I have front pocket carried the following

Beretta Mod 21A
NAA 1 5/8th .22 mag mini revolver
Taurus Mod 85


----------



## MitchellB (Aug 14, 2010)

I've done both, but prefer the back pocket most of the time.


----------



## Teuthis (Apr 9, 2008)

I have tried both. I recently purchased a back pocket holster that conceals well, is easily accessed and comfortable. I shall continue with that. I do prefer a front pocket holster for a snubbie. My back pocket firearm is a Ruger LCP and I prefer to carry that firearm for the most part.


----------



## samurai (Jul 8, 2010)

LCP- front pocket-bad shoulder, more comfortable and quicker access.


----------



## Packard (Aug 24, 2010)

Tuefelhunden said:


> Dumb question (mine not the OP) but doesn't sitting on a polymer framed mini gun put undo stress on it? I'd be afraid I would crack or crush it. My LCP would fit really well in a rear pocket but I have never tried the method due to that concern. Makes sense as a good spot to carry considering a hold up situation reaching back to ones wallet pocket and producing the gun instead of a wallet would be a good strategic surprise. Perhaps I don't give the polymer frame enough credit for strength.

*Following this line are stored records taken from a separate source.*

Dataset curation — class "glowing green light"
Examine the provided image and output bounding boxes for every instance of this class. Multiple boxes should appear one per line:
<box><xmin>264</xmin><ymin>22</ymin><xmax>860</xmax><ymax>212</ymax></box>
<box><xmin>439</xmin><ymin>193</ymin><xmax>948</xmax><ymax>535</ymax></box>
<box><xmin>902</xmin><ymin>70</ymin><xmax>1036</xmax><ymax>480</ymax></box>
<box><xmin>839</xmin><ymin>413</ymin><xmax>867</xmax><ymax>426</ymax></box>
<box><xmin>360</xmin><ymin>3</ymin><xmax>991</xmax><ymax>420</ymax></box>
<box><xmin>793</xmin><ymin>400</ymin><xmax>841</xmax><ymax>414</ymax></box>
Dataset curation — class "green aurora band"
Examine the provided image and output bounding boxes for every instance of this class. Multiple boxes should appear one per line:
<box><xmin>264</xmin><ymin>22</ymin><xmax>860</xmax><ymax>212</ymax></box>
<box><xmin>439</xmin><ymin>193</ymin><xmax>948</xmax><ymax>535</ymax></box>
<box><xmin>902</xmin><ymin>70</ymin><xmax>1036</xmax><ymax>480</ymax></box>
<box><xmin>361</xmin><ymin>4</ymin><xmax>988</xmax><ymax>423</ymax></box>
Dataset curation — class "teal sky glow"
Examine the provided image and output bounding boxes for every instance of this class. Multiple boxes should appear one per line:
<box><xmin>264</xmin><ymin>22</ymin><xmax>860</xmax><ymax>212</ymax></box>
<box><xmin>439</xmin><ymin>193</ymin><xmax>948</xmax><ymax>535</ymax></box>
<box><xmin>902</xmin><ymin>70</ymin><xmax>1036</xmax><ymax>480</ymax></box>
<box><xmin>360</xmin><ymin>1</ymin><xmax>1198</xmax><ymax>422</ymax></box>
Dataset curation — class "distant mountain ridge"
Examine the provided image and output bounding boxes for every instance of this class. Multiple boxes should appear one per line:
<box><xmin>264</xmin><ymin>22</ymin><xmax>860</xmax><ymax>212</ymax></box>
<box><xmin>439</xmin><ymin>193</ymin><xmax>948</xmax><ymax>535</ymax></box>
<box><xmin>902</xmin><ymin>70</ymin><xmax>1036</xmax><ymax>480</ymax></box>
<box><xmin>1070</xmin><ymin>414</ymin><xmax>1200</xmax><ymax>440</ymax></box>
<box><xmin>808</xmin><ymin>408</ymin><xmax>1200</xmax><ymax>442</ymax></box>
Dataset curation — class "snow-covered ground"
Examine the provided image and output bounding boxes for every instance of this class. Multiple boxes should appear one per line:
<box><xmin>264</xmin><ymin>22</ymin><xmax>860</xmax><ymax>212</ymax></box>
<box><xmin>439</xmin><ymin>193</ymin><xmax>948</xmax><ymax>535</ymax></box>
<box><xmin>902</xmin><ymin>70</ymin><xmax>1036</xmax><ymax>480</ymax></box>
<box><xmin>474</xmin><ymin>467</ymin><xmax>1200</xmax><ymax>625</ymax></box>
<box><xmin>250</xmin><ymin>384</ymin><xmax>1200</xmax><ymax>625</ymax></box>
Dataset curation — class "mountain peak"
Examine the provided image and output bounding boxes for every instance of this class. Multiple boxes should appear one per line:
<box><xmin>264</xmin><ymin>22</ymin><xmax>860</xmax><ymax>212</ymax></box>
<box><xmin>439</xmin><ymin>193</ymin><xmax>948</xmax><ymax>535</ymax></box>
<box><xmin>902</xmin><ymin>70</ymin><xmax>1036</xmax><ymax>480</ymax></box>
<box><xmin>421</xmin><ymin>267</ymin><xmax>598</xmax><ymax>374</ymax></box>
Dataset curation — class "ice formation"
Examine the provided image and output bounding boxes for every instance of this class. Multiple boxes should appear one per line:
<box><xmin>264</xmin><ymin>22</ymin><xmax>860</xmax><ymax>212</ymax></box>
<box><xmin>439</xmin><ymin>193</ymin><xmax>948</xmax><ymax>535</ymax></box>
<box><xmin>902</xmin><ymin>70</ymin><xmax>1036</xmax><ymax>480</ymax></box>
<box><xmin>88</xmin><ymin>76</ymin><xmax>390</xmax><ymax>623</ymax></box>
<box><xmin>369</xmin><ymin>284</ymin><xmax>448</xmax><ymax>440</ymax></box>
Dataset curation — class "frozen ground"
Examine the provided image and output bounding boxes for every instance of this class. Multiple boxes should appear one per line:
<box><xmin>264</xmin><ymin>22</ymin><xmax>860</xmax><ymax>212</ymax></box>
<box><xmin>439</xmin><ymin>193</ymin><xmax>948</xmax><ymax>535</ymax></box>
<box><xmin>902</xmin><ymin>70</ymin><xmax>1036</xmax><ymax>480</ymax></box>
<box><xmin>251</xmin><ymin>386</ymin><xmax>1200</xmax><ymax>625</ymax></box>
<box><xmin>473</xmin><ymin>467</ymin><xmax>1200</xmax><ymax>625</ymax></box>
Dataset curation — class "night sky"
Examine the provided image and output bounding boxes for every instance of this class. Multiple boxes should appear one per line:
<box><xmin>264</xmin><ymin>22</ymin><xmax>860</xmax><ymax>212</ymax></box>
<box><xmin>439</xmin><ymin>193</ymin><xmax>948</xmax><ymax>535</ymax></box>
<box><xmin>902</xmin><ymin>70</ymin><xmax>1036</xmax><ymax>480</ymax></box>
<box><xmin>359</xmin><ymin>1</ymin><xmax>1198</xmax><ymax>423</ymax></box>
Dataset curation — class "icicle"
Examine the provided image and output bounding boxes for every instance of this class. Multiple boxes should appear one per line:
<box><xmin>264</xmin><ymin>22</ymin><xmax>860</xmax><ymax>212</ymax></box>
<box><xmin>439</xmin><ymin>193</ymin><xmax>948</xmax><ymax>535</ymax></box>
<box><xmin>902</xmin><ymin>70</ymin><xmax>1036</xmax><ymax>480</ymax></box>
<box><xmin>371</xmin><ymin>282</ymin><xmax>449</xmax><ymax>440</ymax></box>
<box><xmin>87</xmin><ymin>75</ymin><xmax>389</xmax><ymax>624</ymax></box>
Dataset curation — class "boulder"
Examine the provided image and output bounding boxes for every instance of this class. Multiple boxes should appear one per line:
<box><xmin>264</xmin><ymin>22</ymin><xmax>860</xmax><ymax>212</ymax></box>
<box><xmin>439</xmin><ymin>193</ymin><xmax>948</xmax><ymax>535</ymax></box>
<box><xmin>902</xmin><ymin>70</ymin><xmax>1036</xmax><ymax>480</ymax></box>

A pretty good question. I think you will find that you are not actually sitting on the gun, but there will be some torquing of the frame in tight pants (like blue jeans). Loosely cut slacks that hang low might have you sit on the gun, but since the pocket itself can be manuevered I think you can always find a way not to sit on the gun.

So that leaves the question of torquing the frame... Has anyone carried a resin framed pistol in the rear pocket for 2+ years?


----------



## dondavis3 (Aug 2, 2009)

When I carry a pocket pistol I carry a Ruger LCP in a DeSantis Neminus holster.

More often I carry on my strong side hip.
:smt1099


----------



## bayhawk2 (Sep 25, 2010)

I carry the Ruger LCP in a rear pocket holster I got from ActiveProGear.com.You can get it in right or left hand draw.I picked the left hand draw,due to me carrying my billfold in my right rear pocket.It looks just like you have a billfold in your pocket.The holster is 5 1/2" high and 4 1/4 " wide.The back side is solid.The front is cut down to make grabbing the LCP easy.I only know it's there because I want to.It's that comfortable.I weigh 250 pounds.The gun has no problem with that.I would send a pic,but I don't know how to yet.


----------



## troutabout (Sep 30, 2010)

Front pocket. Colt Defender or Beretta PX4sc. I use a junk mail legal size envelope in the pocket to tuck the pistol behind and the print looks like I'm carrying an envelope or large wallet. I also have sewn velcro on pocket opening to keep it closed so that grip doesn't show from behind me. See avatar....


----------



## larryh1108 (Nov 5, 2009)

LCP, rear pocket in a wallet holster (link). No problem with frame bending or anything. If anything, it
rides up the back since we don't sit on our pockets.. they are too high unless you wear your pants gangsta style. 2+ years. You forget it's there. Feels like a wallet.

Ruger LCP 380 Pocket/Wallet Holster


----------